Il y a moins d'un an, Boris Johnson prenait position. Les laits frappés, a-t-il dit, ne devraient pas être taxés.

"Si nous voulons que les gens perdent du poids et vivent des modes de vie plus sains, nous devons encourager les gens à marcher, à faire du vélo et généralement à faire plus d'exercice. Plutôt que de simplement taxer davantage les gens, nous devrions regarder à quel point les soi-disant "taxes sur le péché" sont réellement efficaces, et si elles changent réellement de comportement.

Depuis lors, le monde a été frappé par une pandémie de coronavirus, le Premier ministre étant l'un de ceux infectés. Et Johnson, du moins à première vue, a changé d'avis.
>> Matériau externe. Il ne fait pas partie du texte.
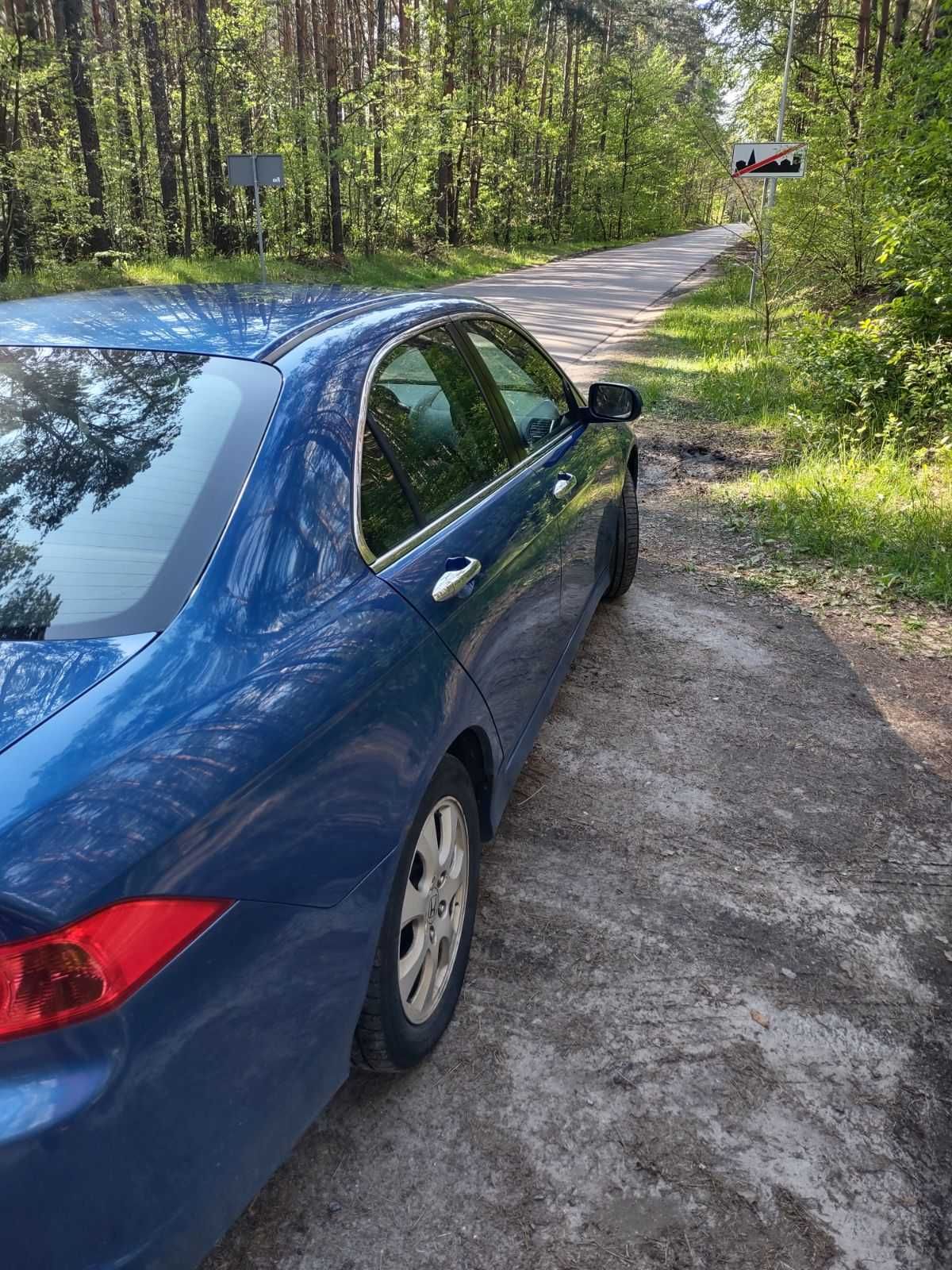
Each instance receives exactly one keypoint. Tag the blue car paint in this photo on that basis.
(271, 746)
(37, 679)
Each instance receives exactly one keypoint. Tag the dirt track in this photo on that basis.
(706, 1022)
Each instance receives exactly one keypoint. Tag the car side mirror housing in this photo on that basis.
(613, 403)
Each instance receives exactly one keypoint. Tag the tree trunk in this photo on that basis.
(330, 46)
(16, 230)
(862, 38)
(899, 22)
(881, 36)
(543, 98)
(71, 12)
(219, 230)
(446, 220)
(159, 102)
(183, 162)
(378, 120)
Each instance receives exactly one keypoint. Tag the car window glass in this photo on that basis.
(429, 440)
(531, 387)
(118, 469)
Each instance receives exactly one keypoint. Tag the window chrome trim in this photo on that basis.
(382, 562)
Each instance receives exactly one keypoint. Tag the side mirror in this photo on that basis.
(613, 403)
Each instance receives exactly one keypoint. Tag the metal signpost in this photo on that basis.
(771, 162)
(257, 171)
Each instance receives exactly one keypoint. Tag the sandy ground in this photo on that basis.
(708, 1015)
(706, 1022)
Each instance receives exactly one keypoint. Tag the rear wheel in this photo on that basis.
(625, 558)
(424, 944)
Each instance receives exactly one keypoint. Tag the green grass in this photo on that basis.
(889, 511)
(886, 512)
(708, 360)
(401, 270)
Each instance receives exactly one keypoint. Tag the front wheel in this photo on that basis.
(625, 558)
(424, 944)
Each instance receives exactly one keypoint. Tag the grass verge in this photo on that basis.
(708, 360)
(889, 514)
(401, 270)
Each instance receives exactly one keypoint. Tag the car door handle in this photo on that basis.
(452, 582)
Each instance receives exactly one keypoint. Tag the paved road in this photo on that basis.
(574, 306)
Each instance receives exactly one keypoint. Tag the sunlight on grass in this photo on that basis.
(889, 511)
(708, 360)
(400, 270)
(886, 512)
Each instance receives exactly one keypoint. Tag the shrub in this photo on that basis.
(876, 385)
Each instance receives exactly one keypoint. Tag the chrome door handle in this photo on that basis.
(454, 581)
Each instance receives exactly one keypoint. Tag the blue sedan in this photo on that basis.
(289, 581)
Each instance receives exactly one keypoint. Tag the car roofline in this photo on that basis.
(290, 340)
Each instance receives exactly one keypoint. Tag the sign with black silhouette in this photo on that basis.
(768, 159)
(257, 171)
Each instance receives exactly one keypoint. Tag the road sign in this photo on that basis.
(777, 159)
(257, 171)
(271, 171)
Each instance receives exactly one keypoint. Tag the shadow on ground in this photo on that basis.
(706, 1022)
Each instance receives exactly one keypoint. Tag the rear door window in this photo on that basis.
(429, 440)
(531, 387)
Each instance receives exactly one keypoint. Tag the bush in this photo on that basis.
(876, 385)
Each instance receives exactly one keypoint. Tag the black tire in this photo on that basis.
(625, 559)
(386, 1041)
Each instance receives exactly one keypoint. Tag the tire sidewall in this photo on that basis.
(408, 1041)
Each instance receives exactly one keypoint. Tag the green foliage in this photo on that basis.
(397, 270)
(885, 514)
(871, 385)
(708, 360)
(547, 122)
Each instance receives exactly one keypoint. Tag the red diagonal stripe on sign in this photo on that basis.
(770, 159)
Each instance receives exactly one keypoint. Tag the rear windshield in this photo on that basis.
(118, 469)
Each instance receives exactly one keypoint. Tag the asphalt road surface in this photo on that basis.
(579, 305)
(706, 1024)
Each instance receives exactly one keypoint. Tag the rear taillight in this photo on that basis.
(93, 964)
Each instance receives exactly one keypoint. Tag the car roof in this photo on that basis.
(226, 319)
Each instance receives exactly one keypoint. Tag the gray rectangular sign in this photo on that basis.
(271, 171)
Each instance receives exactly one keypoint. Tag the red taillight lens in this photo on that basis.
(93, 964)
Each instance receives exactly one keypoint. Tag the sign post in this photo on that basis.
(774, 162)
(257, 171)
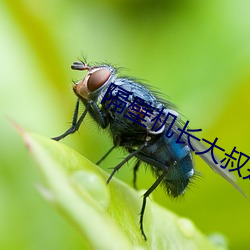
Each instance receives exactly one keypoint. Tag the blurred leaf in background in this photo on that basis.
(196, 53)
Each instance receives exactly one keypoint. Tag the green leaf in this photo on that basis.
(107, 215)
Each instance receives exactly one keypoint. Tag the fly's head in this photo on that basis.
(95, 80)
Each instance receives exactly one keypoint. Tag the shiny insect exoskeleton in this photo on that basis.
(134, 117)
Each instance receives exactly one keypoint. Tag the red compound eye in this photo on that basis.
(97, 79)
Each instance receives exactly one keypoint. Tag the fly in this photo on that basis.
(134, 115)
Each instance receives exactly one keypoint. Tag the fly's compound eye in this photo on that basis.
(97, 79)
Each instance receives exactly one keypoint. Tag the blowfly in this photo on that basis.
(147, 126)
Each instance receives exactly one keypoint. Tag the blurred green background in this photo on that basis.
(195, 52)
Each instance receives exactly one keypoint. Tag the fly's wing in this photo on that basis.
(223, 172)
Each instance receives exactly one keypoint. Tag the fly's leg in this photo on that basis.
(75, 124)
(145, 196)
(105, 155)
(125, 160)
(135, 169)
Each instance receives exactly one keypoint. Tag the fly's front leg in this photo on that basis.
(75, 123)
(145, 196)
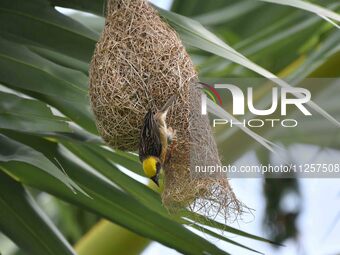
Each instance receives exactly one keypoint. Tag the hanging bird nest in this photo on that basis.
(138, 63)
L'obésité était un problème avant Covid-19, mais il s'agit d'une maladie infectieuse qui frappe les personnes obèses de manière disproportionnée, quel que soit leur revenu.

Les pays où les taux d'obésité sont élevés de l'Europe occidentale aux États-Unis ont du mal à maintenir les personnes en vie dans les unités de soins intensifs. La Grande-Bretagne, longtemps décrite comme "l'homme gras d'Europe", compte également le plus grand nombre de décès de Covid-19 en Europe. Près de 30% des adultes au Royaume-Uni sont>

Il est frappant, selon les experts, que les pays riches semblent avoir des taux de mortalité plus élevés que les pays pauvres. Jusqu'à présent, l'Afrique n'a pas connu l'explosion de décès que l'Europe a connue. Il y aura de nombreux facteurs et l'absence d'une bonne collecte de données en sera un. Mais les faibles taux d'obésité, le diabète de type 2 et les maladies chroniques du cœur et d'autres organes sont susceptibles de jouer un rôle.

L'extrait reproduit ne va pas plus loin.